Evasterias troschelii (Stimpson, 1862)
Common name(s): Mottled star. False ochre sea star; Troschell's true star
|Evasterias troschelii subtidal from Sares Head, WA. Ruler is 6 inches|
|(Photo by: Dave Cowles, July 2001)|
How to Distinguish from Similar Species: Small individuals look somewhat like a Pisaster ochraceous or P. brevispinus, but this species has longer rays in proportion to its central disk and the rays narrow before they meet the central disk, and the aboral ossicles are not arranged in a clustering network.

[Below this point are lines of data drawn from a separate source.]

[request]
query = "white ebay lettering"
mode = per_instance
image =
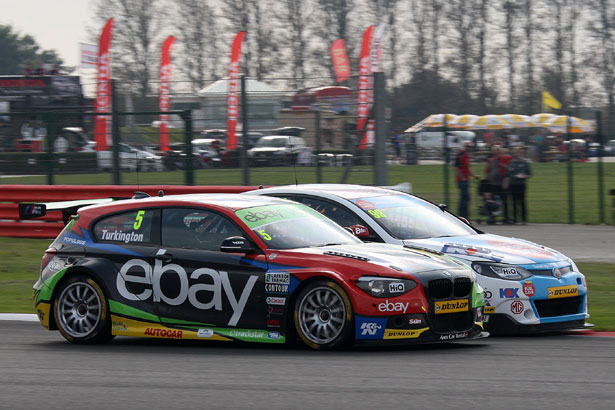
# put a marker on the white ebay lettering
(153, 277)
(387, 306)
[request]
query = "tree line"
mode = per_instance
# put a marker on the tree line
(460, 56)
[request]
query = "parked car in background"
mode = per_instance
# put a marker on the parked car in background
(276, 150)
(131, 159)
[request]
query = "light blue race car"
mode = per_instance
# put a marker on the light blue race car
(528, 287)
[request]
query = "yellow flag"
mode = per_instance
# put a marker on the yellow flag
(549, 101)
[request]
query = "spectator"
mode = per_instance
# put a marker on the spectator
(519, 171)
(463, 172)
(496, 173)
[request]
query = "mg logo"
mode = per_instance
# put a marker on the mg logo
(370, 328)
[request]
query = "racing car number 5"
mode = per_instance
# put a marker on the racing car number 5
(137, 224)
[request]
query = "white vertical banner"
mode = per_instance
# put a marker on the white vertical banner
(88, 55)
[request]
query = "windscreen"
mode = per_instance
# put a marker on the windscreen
(289, 226)
(407, 217)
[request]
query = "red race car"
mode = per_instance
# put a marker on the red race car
(256, 269)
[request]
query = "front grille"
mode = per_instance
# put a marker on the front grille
(463, 286)
(440, 288)
(452, 322)
(443, 288)
(558, 307)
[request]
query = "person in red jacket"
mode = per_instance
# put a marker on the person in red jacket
(463, 172)
(496, 172)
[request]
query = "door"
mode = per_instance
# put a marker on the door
(193, 281)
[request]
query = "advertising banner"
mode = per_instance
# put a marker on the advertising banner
(88, 55)
(341, 65)
(232, 99)
(102, 123)
(164, 102)
(365, 85)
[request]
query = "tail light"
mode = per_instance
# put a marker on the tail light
(47, 257)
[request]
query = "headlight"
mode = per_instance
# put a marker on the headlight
(501, 271)
(385, 287)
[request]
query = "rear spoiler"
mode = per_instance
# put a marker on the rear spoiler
(32, 210)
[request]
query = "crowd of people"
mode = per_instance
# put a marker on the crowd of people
(503, 184)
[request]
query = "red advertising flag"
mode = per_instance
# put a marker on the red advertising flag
(164, 102)
(232, 99)
(102, 123)
(341, 65)
(364, 86)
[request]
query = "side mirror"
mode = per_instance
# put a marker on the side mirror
(236, 244)
(359, 231)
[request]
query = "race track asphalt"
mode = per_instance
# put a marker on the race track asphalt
(39, 370)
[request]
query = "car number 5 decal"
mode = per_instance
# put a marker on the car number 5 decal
(138, 220)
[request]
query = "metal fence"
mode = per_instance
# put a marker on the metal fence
(55, 142)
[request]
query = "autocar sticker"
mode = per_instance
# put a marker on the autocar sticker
(258, 216)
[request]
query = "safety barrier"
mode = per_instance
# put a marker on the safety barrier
(51, 224)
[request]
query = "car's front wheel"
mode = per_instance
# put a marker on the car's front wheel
(81, 311)
(323, 315)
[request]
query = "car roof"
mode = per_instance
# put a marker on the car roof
(346, 191)
(230, 201)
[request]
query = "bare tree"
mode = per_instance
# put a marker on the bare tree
(333, 23)
(511, 10)
(198, 39)
(528, 28)
(298, 14)
(602, 30)
(136, 32)
(257, 19)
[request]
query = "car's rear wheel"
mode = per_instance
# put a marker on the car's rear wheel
(81, 311)
(323, 315)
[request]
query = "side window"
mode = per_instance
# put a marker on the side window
(196, 229)
(134, 227)
(331, 210)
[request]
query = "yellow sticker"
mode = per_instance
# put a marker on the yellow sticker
(563, 291)
(451, 306)
(403, 333)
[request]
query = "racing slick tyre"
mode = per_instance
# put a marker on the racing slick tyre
(81, 311)
(323, 315)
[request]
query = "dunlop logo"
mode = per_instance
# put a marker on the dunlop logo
(403, 333)
(563, 291)
(451, 306)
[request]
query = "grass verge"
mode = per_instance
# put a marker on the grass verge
(21, 266)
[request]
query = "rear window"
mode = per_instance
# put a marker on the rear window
(133, 227)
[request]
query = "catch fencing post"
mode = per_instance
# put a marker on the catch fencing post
(445, 148)
(245, 172)
(380, 177)
(49, 148)
(600, 168)
(115, 134)
(569, 173)
(318, 148)
(189, 175)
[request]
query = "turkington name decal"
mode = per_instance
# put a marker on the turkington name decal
(119, 236)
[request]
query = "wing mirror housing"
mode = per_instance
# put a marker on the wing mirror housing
(237, 244)
(359, 231)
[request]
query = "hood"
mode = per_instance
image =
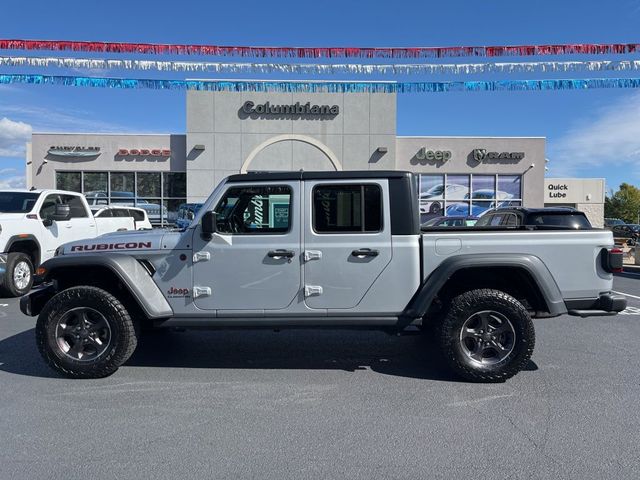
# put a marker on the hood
(131, 241)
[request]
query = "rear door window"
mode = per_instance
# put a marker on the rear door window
(347, 208)
(255, 210)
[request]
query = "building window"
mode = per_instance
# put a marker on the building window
(159, 194)
(467, 195)
(71, 181)
(347, 208)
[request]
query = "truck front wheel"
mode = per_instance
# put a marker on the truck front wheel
(85, 332)
(486, 336)
(18, 277)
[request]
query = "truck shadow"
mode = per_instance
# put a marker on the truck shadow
(405, 356)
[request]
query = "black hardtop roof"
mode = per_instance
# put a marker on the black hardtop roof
(322, 175)
(540, 210)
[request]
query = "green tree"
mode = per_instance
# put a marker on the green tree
(624, 204)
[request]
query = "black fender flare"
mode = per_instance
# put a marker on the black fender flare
(23, 238)
(127, 269)
(422, 300)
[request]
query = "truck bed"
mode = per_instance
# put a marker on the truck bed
(555, 248)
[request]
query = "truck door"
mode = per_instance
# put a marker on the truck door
(252, 263)
(347, 240)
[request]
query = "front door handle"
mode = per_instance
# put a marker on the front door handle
(365, 252)
(280, 254)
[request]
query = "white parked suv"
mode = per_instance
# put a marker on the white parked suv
(33, 224)
(139, 215)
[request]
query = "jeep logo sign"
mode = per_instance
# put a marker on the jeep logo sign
(431, 156)
(481, 155)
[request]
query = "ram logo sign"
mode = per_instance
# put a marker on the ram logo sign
(481, 155)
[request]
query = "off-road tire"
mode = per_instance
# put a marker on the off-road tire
(461, 308)
(8, 288)
(123, 334)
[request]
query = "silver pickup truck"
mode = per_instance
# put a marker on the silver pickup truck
(319, 249)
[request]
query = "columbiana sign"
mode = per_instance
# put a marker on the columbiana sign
(297, 108)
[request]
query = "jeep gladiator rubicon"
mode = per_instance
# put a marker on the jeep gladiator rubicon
(318, 249)
(33, 223)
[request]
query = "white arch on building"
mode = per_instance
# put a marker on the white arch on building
(298, 138)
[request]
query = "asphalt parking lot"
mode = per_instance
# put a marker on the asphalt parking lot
(326, 404)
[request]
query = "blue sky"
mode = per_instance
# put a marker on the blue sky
(590, 133)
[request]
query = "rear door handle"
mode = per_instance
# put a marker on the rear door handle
(365, 252)
(280, 254)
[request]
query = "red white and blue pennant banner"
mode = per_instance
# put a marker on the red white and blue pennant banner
(330, 87)
(322, 69)
(321, 52)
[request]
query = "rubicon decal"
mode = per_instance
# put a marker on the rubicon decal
(111, 246)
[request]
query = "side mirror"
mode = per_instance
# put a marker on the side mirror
(62, 212)
(208, 224)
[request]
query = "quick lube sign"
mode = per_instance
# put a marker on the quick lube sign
(574, 190)
(557, 190)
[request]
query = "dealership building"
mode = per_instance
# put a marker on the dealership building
(231, 132)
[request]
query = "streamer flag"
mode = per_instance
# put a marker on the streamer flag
(318, 52)
(331, 87)
(322, 69)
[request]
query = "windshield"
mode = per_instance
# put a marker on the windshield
(17, 202)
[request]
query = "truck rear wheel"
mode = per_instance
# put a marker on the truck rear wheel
(486, 336)
(18, 278)
(85, 332)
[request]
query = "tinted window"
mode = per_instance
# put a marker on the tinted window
(347, 208)
(17, 202)
(120, 212)
(137, 215)
(570, 220)
(78, 209)
(254, 210)
(510, 220)
(496, 220)
(70, 181)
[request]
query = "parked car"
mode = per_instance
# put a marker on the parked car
(612, 222)
(628, 233)
(155, 212)
(450, 222)
(355, 258)
(139, 215)
(481, 202)
(431, 200)
(543, 218)
(186, 213)
(34, 223)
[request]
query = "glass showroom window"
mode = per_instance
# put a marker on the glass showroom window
(71, 181)
(159, 194)
(467, 195)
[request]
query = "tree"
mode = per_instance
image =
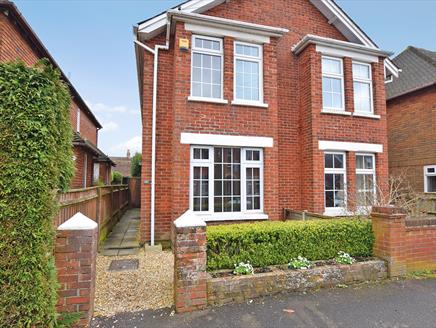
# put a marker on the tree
(135, 166)
(36, 160)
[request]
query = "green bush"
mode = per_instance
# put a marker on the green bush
(135, 165)
(117, 177)
(36, 161)
(273, 243)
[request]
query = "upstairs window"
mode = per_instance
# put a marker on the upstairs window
(365, 179)
(248, 72)
(362, 86)
(207, 72)
(430, 178)
(332, 84)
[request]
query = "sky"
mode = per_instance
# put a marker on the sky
(92, 41)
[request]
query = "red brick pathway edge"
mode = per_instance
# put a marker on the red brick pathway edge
(75, 261)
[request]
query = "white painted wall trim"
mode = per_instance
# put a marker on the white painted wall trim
(225, 140)
(350, 146)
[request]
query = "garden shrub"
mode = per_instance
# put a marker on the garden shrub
(274, 243)
(35, 161)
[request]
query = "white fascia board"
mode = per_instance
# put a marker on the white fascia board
(225, 140)
(221, 32)
(350, 146)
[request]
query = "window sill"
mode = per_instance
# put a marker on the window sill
(232, 216)
(211, 100)
(335, 112)
(365, 115)
(248, 103)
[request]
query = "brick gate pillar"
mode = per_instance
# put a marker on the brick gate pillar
(190, 277)
(75, 260)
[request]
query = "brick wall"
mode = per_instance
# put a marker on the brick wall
(407, 245)
(75, 260)
(293, 168)
(412, 135)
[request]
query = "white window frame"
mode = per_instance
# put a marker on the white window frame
(367, 172)
(426, 174)
(212, 53)
(335, 76)
(335, 211)
(258, 60)
(210, 164)
(367, 81)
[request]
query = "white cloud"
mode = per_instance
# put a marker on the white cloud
(134, 145)
(110, 126)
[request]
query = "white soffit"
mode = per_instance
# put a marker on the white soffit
(225, 140)
(350, 146)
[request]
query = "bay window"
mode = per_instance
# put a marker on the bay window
(365, 180)
(248, 72)
(334, 183)
(226, 179)
(207, 72)
(362, 86)
(332, 84)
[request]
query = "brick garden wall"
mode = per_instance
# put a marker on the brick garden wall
(293, 168)
(412, 135)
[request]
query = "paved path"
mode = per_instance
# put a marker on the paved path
(123, 240)
(398, 304)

Geographical Range: Pribilof Islands, Alaska to Monterey Bay, CA; Kamchatka. Uncommon south of Puget Sound. This is the most abundant large, intertidal star in the Juneau area.
Depth Range: Low intertidal and subtidal to 70 m. Mostly subtidal in the Rosario area (abundant in eelgrass).
Habitat: On rocks and cobbles (occasionally sand); sometimes on docks and pilings. More abundant intertidally in protected areas than along the open coast.
Biology/Natural History: Feeds on a variety of animals--bivalves, limpets, snails, brachiopods, barnacles, and tunicates. Can evert its stomach (up to a distance equal to half the length of a ray). Several limpets exhibit escape responses from this species. May have a symbiotic scaleworm (Arctonoe fragilis) living in the ambulacral groove or on the body surface (photo). In Alaska one can often find the young of the Alaska King Crab (Paralithodes camtschaticus) nestled between the rays of this seastar. Predators include gulls (especially in Alaska where they are common intertidally), Solaster dawsoni,and Pycnopodia helianthoides; and attacks by the rose star Crossaster papposus and by Alaska King Crab Paralithodes camtschaticus have been observed. Tolerant of reduced salinities down to 20 ppt.
Gotshall and Laurent, 1979
Morris et al., 1980
O'Clair and O'Clair, 1998
Mauzey, K.P., C. Birkeland, and P.K. Dayton, 1968. Feeding behavior of asteroids and escape responses of their prey in the Puget Sound region. Ecology 49: 603-619
This species is commonly found off Sares Head.
Another individual, with three symbiotic Arctonoe sp scaleworms attached. Ruler is 1 foot (30 cm). Photo by Dave Cowles, July 2005
The aboral surface has large spines (1-2 mm long) arranged singly. Smaller spines and pedicellariae are arranged in circles around the large spines.
Photo by Dave Cowles, July 2005
There are no large marginal plates on the rays. The stomach can be everted, as it was shortly before this photo. Photo by Dave Cowles, July 2005
This view of the aboral side of the central disk shows the networklike system of spiny ossicles. Photo by Dave Cowles, July 2008
The scaleworm Arctonoe fragilis is a common symbiont on this and other seastar species. Photo by Dave Cowles July 2005
This individual, with individual rays from 25-30 cm long, was collected by otter trawl from 75 m depth in San Juan Channel.